In order to apply to YASP, Wallen-Friedman submitted a video playing test as an audition; she was accepted as one of the one hundred students from sixteen different states. The rigorous three week program was packed with music and lessons. For about two hours a day, Wallen-Friedman played with a large group in orchestra classes, and then spent another two hours in a smaller chamber group. Additionally, she had weekly private lessons and daily music theory lessons —leaving little time for practice. At the program’s conclusion, Wallen-Friedman said, “It was really rigorous, the level of playing was super high… I think my tone really improved, I think my articulation, with the starting and ending of notes really improved.”

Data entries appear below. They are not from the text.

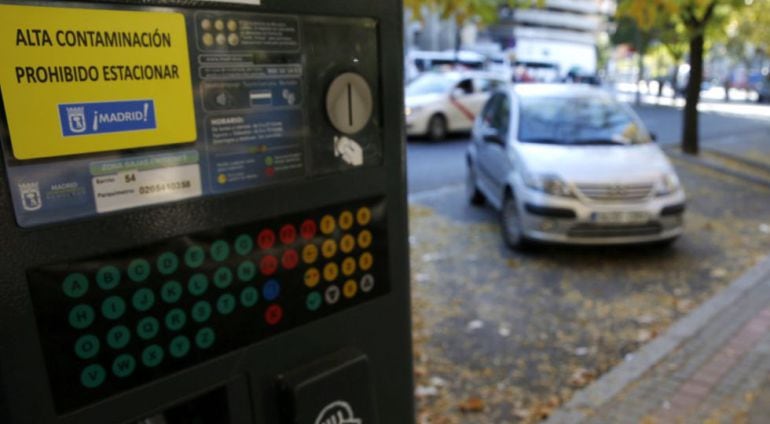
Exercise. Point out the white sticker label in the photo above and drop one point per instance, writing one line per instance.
(140, 188)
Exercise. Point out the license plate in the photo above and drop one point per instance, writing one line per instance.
(620, 217)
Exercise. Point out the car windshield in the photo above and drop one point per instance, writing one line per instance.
(577, 121)
(429, 84)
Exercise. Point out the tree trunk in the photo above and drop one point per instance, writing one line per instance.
(675, 80)
(690, 128)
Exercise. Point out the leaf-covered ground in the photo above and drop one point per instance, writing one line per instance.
(506, 337)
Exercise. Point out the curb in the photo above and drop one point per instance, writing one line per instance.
(625, 373)
(716, 167)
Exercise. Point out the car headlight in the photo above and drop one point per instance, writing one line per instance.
(410, 110)
(667, 184)
(549, 184)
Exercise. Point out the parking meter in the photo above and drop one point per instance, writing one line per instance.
(203, 214)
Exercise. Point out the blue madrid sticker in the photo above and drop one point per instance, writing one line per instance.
(106, 117)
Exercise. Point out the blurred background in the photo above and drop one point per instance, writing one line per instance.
(587, 179)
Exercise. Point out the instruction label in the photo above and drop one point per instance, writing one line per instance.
(71, 79)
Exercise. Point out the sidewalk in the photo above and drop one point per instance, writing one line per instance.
(711, 366)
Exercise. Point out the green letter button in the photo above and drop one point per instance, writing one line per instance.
(118, 337)
(223, 277)
(87, 346)
(124, 365)
(93, 376)
(147, 328)
(175, 319)
(201, 311)
(75, 285)
(138, 270)
(113, 307)
(246, 271)
(179, 346)
(171, 292)
(167, 263)
(249, 297)
(143, 299)
(226, 304)
(81, 316)
(152, 356)
(198, 284)
(244, 244)
(205, 338)
(220, 250)
(313, 301)
(108, 277)
(194, 256)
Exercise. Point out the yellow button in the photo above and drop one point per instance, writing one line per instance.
(363, 216)
(365, 261)
(346, 220)
(309, 253)
(348, 266)
(331, 271)
(365, 239)
(327, 224)
(329, 248)
(347, 244)
(312, 277)
(349, 289)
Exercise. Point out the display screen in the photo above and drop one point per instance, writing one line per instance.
(130, 108)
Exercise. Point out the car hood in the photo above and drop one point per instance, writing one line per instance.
(424, 99)
(596, 164)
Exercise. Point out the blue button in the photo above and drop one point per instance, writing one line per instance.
(271, 290)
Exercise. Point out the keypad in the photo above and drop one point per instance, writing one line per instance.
(111, 323)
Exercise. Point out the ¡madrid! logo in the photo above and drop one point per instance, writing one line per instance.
(30, 196)
(337, 412)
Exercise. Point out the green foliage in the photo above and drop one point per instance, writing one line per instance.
(464, 10)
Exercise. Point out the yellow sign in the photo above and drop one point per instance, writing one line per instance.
(86, 80)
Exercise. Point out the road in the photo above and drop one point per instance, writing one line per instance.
(510, 335)
(432, 165)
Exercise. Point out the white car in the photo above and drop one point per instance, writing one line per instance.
(438, 103)
(569, 164)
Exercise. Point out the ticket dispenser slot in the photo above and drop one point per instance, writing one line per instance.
(204, 211)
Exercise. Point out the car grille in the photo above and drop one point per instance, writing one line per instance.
(598, 231)
(615, 192)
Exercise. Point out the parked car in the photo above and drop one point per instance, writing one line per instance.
(569, 164)
(438, 103)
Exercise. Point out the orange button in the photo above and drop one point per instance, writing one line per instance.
(366, 261)
(350, 288)
(312, 277)
(348, 266)
(309, 253)
(331, 271)
(364, 216)
(346, 220)
(365, 239)
(328, 224)
(329, 248)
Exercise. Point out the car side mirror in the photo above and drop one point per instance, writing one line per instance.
(492, 135)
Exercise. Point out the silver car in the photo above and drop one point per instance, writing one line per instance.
(569, 164)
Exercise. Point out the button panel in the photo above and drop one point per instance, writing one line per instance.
(112, 323)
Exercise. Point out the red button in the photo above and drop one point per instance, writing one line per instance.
(266, 239)
(273, 314)
(288, 234)
(268, 265)
(289, 259)
(308, 229)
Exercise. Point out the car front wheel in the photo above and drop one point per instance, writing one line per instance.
(510, 223)
(437, 128)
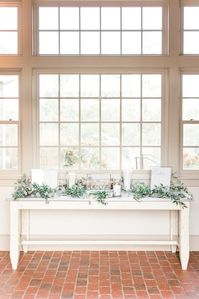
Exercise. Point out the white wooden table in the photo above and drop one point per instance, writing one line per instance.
(28, 204)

Throughout the course of her time at YASP, Wallen-Friedman not only saw herself improve as a musician, but developed closer bonds with others there, such as EHS junior Katy Meffert. “We got a lot closer through YASP, and it was amazing because we learned so much,” Meffert said. Both Wallen-Friedman and Meffert agree that being in an environment with other students as musically involved as them was a highlight of the program.
When thinking ahead, Wallen-Friedman does not see herself pursuing a career in music. However, for Wallen-Friedman part of the reward from music is growing closer to other people; she intends to keep music as a core part of her life, and hopes to continue playing in adult groups.